Geuzen in de lage landen
in opstand (1565-1578)
Pieter Serrien
Willem van Oranje was geen geus. Hij was wel hun leider , maar hij was aanvankelijk helemaal er niet zo happig op om met de edele rebellen, radicale calvinisten en hun ongehoorzame volgelingen samen te werken. Meer nog, toen in Oosterweel bij Antwerpen in 1567 de geuzen door regeringstroepen werden afgemaakt hield Oranje de hulptroepen uit de stad tegen. De prins zou zich later wel aan het hoofd zetten van de geuzenlegers, maar zijn verhouding met de opstandelingen bleef moeilijk. Dat had vooral te maken met zijn pleidooi voor religievrede. Niet alle geuzen volgden zijn orders en velen waren niet van plan om zich tolerant op te stellen tegenover de katholieken die hen jarenlang hadden onderdrukt.

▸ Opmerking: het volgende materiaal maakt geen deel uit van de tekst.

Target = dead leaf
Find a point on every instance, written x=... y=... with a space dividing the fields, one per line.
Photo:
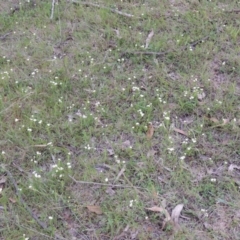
x=148 y=40
x=180 y=131
x=150 y=131
x=232 y=167
x=3 y=179
x=95 y=209
x=161 y=210
x=176 y=213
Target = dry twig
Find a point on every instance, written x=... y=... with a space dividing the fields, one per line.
x=104 y=184
x=52 y=11
x=103 y=7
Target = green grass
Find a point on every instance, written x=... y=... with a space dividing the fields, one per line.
x=76 y=97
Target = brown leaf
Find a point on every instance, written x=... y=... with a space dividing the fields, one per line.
x=95 y=209
x=176 y=213
x=150 y=131
x=161 y=210
x=3 y=179
x=148 y=40
x=180 y=131
x=156 y=209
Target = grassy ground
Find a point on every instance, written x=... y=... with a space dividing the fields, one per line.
x=77 y=93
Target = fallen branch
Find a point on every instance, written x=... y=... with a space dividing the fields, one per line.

De herkomst van de naam geuzen en hun geuzennaam
De edelen van Nederland kwamen in 1566 naar Brussel voor een smeekschrift aangeboden aan de toenmalige landvoogdes Margaretha van Parma, ook wel bekend als de halfzus van de Spaanse koning Filips II. Karel van Berlaymont, de adviseur van Margaretha, zou naar verluidt hebben gereageerd met de denigrerende opmerking: “N’ayez pas peur, Madame. Ce ne sont que des gueux: Wees niet bang madame. Het zijn maar bedelaars (gueux). In dit smeekschrift vroege protestantse en katholieken edelen om een einde te maken aan de vervolging van protestanten en om het opheffen van de inquisitie. Het was het begin van de opstand. Overal ontwaakten calvinisten die zich geuzen noemden en die de Spanjaarden trachten te verdrijven uit de lage landen. Deze mannen en vrouwen offerden zich als geuzen op in de strijd om de vrijheid en om het recht om hun eigen geloof. Daarom klonk het vaak: vive le Geus. De naam gegeven door hun tegenstanders werd hun erenaam.
Citaten uit het boek:
De bosgeuzen
Serrien beschrijft het optreden van de bosgeuzen. Zij waren vaak calvinisten maar dan in de meest radicale variant. Ze deden aan beeldenstorm en schuwden optreden met geweld allerminst. Serrien beschrijft hoe zij een oude priester het oor afsnijden en zijn geld inpikken. Deze priester zou volgens de leider van de Geuzen, Jan Camerlynck, een biechtganger hebben uitgehoord over de protestanten waardoor deze konden worden aangegeven als afvalligen om zo ter dood te worden veroordeeld. Jan Camerlynck en deze bosgeuzen waren door hun optreden paria's geworden. Toch was er ook steun en sympathie voor de bosgeuzen. Velen beschouwden hen als de laatsten die weerstand durfden te bieden tegen de Spaanse bezetting, terwijl de andere geuzen waren gevlucht.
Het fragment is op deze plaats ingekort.